### **Concept 1: The Confusion Matrix**.

Imagine you are building a cancer detection system.

  * If you predict "No Cancer" but the patient *has* cancer, they die. (False Negative - **FN**)
  * If you predict "Cancer" but they are healthy, they just get scared. (False Positive - **FP**)
  * Standard "Accuracy" treats these errors as equal, which is dangerous.
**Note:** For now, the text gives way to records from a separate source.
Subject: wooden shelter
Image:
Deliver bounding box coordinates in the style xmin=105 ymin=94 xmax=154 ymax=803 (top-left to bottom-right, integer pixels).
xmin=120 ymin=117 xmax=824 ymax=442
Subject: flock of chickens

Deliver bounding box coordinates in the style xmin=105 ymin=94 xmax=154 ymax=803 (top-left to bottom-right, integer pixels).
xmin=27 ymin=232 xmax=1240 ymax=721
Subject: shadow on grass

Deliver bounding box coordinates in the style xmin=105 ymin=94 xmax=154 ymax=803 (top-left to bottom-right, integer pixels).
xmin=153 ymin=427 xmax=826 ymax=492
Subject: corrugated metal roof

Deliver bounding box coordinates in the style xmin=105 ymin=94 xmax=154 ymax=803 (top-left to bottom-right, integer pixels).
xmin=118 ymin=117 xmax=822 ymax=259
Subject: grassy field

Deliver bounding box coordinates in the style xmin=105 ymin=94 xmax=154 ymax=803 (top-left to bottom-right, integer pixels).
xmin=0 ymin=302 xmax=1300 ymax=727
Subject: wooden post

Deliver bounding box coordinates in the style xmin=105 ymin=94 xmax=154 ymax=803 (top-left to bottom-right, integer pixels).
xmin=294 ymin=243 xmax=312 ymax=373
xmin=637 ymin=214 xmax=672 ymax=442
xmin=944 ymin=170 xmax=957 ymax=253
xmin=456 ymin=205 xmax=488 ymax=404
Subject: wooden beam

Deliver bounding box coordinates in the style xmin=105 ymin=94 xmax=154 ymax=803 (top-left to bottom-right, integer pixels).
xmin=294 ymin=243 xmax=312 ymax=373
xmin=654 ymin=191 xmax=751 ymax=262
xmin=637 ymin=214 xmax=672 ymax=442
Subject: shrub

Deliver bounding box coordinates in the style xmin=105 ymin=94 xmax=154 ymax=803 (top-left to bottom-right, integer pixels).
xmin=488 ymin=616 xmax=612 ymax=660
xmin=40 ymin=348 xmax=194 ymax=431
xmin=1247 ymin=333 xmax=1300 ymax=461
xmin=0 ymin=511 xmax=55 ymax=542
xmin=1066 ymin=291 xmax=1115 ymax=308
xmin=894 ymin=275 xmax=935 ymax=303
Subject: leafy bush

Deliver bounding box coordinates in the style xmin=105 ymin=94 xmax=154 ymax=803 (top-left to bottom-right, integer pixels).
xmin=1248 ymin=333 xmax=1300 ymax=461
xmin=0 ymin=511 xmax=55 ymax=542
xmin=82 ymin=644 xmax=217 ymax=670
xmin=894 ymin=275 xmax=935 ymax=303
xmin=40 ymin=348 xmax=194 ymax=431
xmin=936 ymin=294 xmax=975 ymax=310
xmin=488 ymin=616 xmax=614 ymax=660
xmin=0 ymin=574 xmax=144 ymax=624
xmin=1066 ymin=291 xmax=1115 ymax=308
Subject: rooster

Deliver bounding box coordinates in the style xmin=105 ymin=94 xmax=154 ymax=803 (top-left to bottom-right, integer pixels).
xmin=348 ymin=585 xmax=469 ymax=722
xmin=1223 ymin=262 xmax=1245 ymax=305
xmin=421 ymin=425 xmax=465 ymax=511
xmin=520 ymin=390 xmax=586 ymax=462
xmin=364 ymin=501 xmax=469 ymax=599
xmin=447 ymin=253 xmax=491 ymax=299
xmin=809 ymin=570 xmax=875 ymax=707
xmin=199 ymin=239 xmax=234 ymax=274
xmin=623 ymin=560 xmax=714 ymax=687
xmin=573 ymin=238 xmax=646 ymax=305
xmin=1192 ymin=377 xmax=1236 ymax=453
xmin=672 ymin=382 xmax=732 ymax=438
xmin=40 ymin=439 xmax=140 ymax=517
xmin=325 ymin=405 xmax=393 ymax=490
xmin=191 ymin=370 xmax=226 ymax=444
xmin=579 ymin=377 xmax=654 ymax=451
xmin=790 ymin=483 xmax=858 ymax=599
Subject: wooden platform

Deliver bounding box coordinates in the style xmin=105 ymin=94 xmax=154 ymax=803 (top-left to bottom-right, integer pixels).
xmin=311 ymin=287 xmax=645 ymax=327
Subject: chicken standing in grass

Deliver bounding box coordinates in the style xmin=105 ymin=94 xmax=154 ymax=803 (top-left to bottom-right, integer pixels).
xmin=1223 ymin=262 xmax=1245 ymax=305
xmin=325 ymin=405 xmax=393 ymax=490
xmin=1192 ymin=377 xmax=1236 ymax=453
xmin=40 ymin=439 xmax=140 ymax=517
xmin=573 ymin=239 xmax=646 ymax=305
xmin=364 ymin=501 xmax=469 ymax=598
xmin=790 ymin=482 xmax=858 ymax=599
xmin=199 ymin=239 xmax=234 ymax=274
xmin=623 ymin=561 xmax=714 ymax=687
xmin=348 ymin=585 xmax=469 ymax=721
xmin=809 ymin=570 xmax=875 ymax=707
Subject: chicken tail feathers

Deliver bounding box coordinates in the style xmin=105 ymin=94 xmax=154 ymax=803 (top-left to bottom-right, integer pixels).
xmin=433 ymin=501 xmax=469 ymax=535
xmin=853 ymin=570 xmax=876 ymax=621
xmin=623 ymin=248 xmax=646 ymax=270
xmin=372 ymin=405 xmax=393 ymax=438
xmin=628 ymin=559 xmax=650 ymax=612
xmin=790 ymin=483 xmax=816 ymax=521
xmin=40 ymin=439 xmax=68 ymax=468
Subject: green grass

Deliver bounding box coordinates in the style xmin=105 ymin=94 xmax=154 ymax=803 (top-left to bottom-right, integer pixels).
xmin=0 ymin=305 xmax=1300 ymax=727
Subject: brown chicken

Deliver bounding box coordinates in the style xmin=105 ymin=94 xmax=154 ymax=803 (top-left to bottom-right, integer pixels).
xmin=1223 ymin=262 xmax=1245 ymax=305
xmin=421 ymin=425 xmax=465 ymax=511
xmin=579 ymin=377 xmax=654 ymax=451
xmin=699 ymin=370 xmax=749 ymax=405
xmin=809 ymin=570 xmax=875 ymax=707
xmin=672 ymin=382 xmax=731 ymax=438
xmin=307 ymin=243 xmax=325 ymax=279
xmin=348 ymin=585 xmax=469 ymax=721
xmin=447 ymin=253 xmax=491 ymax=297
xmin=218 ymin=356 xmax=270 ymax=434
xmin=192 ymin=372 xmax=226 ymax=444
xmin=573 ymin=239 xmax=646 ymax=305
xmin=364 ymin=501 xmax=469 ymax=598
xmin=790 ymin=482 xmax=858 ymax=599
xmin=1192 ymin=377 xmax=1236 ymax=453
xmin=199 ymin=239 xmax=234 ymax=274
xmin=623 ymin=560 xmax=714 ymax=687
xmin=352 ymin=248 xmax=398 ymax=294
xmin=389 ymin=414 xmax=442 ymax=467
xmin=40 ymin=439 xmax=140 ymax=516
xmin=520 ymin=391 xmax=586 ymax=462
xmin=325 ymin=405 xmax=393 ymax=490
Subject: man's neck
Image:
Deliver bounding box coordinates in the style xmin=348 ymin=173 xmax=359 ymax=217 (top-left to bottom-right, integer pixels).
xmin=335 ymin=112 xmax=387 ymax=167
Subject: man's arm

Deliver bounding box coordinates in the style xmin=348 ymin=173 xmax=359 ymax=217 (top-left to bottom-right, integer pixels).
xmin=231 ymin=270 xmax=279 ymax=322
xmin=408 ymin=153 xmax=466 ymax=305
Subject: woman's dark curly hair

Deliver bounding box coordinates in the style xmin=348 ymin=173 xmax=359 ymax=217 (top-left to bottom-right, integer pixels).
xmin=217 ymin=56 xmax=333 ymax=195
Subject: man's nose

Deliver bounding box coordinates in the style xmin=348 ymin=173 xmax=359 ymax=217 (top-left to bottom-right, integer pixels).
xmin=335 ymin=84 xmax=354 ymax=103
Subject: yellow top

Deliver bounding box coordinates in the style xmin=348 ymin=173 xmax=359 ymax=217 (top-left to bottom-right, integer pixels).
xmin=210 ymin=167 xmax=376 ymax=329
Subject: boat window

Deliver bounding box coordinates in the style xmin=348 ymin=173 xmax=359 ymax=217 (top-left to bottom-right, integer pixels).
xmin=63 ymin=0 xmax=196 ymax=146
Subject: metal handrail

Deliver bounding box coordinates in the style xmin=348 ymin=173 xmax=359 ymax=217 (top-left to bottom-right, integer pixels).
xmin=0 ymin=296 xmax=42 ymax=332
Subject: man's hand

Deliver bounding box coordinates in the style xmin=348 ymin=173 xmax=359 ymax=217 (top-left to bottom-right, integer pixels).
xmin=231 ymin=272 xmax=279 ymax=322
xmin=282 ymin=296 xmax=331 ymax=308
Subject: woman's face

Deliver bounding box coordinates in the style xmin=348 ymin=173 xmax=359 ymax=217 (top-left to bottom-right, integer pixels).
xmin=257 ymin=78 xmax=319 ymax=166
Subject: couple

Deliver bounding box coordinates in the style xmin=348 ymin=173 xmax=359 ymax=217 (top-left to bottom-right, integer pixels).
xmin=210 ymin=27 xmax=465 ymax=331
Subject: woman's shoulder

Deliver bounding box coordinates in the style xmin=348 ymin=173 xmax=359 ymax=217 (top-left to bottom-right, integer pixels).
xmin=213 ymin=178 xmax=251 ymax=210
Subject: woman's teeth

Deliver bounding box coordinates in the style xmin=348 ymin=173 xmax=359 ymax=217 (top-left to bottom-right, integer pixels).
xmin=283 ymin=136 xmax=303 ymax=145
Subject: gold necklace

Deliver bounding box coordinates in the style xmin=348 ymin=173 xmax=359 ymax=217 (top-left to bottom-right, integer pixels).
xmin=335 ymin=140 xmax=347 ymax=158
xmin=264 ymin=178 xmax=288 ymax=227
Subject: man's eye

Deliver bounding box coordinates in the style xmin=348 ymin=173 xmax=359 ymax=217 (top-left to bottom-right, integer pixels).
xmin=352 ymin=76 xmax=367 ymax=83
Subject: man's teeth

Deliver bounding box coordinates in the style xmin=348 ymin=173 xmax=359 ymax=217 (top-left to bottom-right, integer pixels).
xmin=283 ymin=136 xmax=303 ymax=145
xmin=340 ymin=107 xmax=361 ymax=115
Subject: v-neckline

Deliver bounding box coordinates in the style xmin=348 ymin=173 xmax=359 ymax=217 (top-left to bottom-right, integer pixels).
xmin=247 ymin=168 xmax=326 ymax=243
The Confusion Matrix breaks predictions down into four buckets: True Positives (TP), True Negatives (TN), False Positives (FP), and False Negative (FN).

**The Micro-Task:**
I will provide you with two small lists: ground truth labels (`y_true`) and your model's predictions (`y_pred`).

**Your Task:**
Write a Python function `calculate_confusion_matrix(y_true, y_pred)` using **only raw Python lists or NumPy** (no Scikit-Learn).
It should return a dictionary or tuple containing the counts for `{TP, TN, FP, FN}`.

Assume:

  * `1` = Positive Class
  * `0` = Negative Class

---

```python
# Input Data
y_true = [1, 0, 1, 1, 0, 1, 0, 0, 1, 0]
y_pred = [1, 0, 0, 1, 0, 1, 1, 0, 1, 1]
```


In [29]:
import numpy as np

y_true = np.array([1, 0, 1, 1, 0, 1, 0, 0, 1, 0])
y_pred = np.array([1, 0, 0, 1, 0, 1, 1, 0, 1, 1])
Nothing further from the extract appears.